Douglas Pires Martins

03/01/2023, 6:23 PM
Hi guys, it's great to be here with you all! Yesterday a raised a question to @Denny Lee on Linkedin and he suggested putting it here to provoke you all. Days ago, I had a discussion with my tech lead about the framework Lakehouse using Delta Lake. We were debating ( health discussion ) whether the lakehouse approach applies Clean Architecture from Uncle Bob. He has a background in Software Engineering, anyways. He said the architecture, bronze, silver, and gold are not compared for example from "Entities" and "Use Case", using TDD, and so on. As I know, the lakehouse is built to be an SSOT and among other AMAZING things.
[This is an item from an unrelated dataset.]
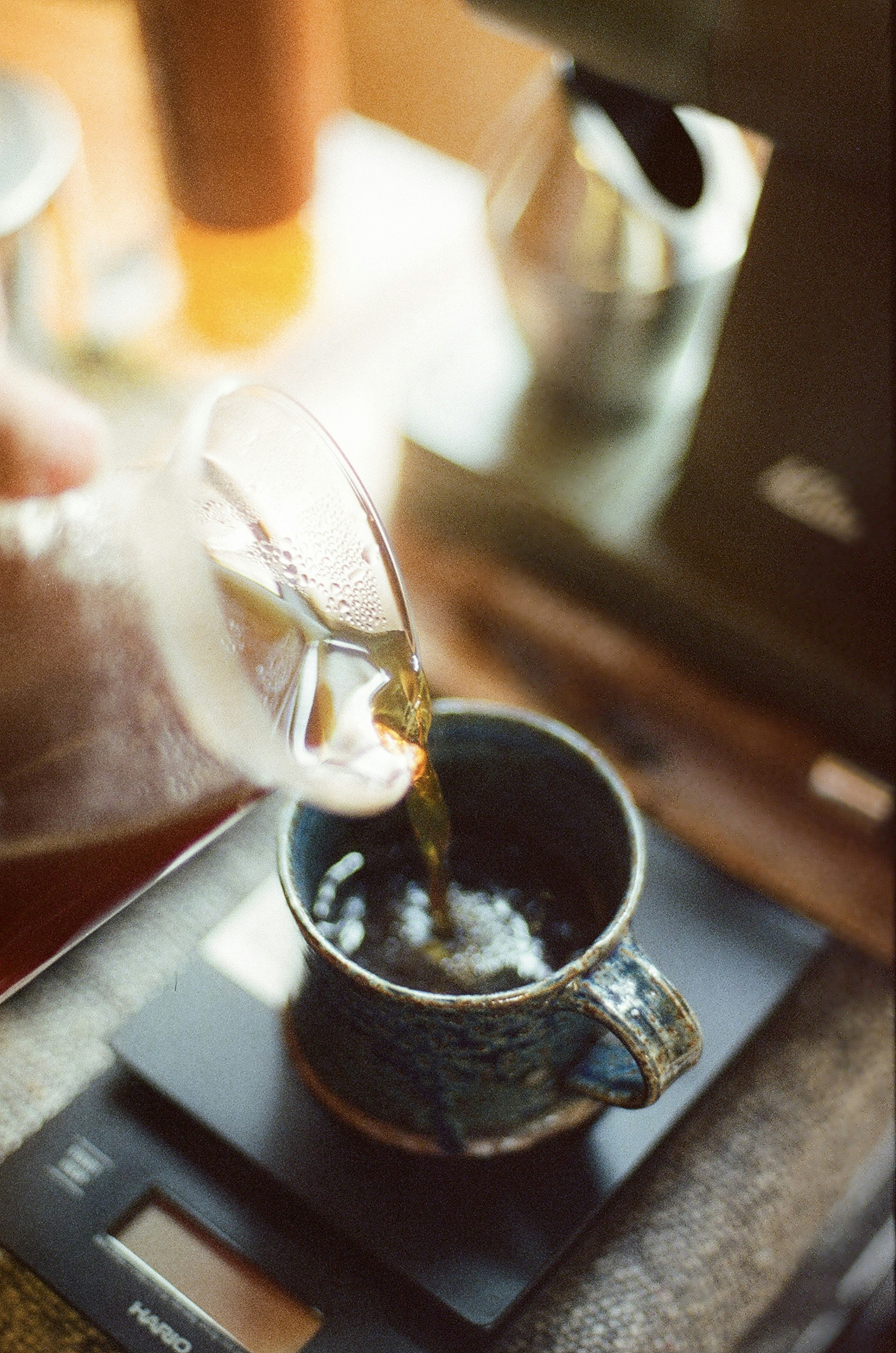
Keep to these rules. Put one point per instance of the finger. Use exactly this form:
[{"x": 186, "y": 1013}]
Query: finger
[{"x": 51, "y": 439}]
Do you have any thoughts to share or even similarities that I can show to him? We use dbx, databricks, scala and pyspark to develop our jobs. I appreciate it in advance, many thanksss.


03/01/2023, 6:24 PM
I have some thoughts on uncle bob 😂

Douglas Pires Martins

03/03/2023, 3:06 PM
What do you mean?👀

Denny Lee

03/06/2023, 10:56 PM
Hmm - okay some quick thoughts: • The bronze, silver, gold is about a data quality framework in which at each stage, the data at the next level is cleaner than the previous. • The concept of a medallion architecture would be orthogonal to the development lifecycle whether it would be TDD, agile, or any other development lifecycle. • The lakehouse itself is related to the medallion architecture in that we use the medallion architecture to keep the lakehouse clean. BUT, you could employ the medallion data quality framework on a data lake, data warehouse, document store, etc. • Instead, the lakehouse is about taking the best of the database/data warehouse (simplicity, easier manageability, transactional consistency) and data lakes (scalability and flexibility) • The Lakehouse absolutely should be setup with SSOT in mind but there are many valid exceptions to that generality. • In terms of entities and use cases, this is apropos to the context of data marts where we built databases from datawarehouses that were use case, business domain (or entity) specific. • You can do the equivalent with lakehouses as well - i.e. build "lakeroooms" or "lakemarts" for your specific entities or use cases.